Nachdem wir die Nachbarn links und rechts unseres Hauses geborgen hatten, glaubte Manuela, Michelins  Hündin zu hören. Michelin nannten wir den übernächsten Nachbarn zur rechten, weil er durch sein Übergewicht so viele Ringe am Leib angesammelt hatte wie die Werbefigur dieses Reifenherstellers. Zusammen mit seiner Lebensgefährtin lebten sie zur Miete in einem Standardhaus, das von Dana, der Retriever-Hündin, mehr oder weniger bewacht wurde. Sie war ein liebes Tier, das eigentlich keiner Seele etwas zuleide tat. Jetzt, wo mich Manuela darauf hinwies, hörte ich das Tier auch aus dem Haus winseln.
Das wieder mal übliche Standardschloss für 15,-Euro aus dem Baumarkt setzte meinem Hebel keinen nennenswerten Widerstand entgegen. Kaum hatten wir die Tür aufgebrochen, stürzte Dana auch schon heraus, rannte um uns herum und veranstaltete ein mordsmäßiges Gebell. Wir konnten sie kaum beruhigen.
Aus dem Haus schlug uns wieder der inzwischen bekannte Verwesungsgeruch entgegen. Sie hatte es also auch erwischt.
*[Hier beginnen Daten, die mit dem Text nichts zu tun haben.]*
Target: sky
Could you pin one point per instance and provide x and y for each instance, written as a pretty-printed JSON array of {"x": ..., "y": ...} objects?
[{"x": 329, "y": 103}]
Wieder lagen beide im Obergeschoss im Schlafzimmer in ihren Betten und es wurde Plackerei für die Frauen und mich, vor allem Michelin die Treppe hinunter zu bekommen.
Als er dann zusammen mit den anderen am Hang im gemeinsamen Grab lag, reichte es für diesen Tag, obwohl wir wussten, dass uns eigentlich keine Zeit blieb. Der Zustand der Toten wurde von Tag zu Tag schlimmer und damit erreichte auch unsere psychische und physische Belastung einen Grenzwert, trotz aller Routine, die wir uns inzwischen angeeignet hatten. Die Bilder wiederholten sich von Haus zu Haus, in denen wir auf die ehemaligen Bewohner trafen. Standen dagegen mal Häuser leer, überkam uns sogar etwas wie  Freude, da in dem Fall keine Arbeit auf uns wartete.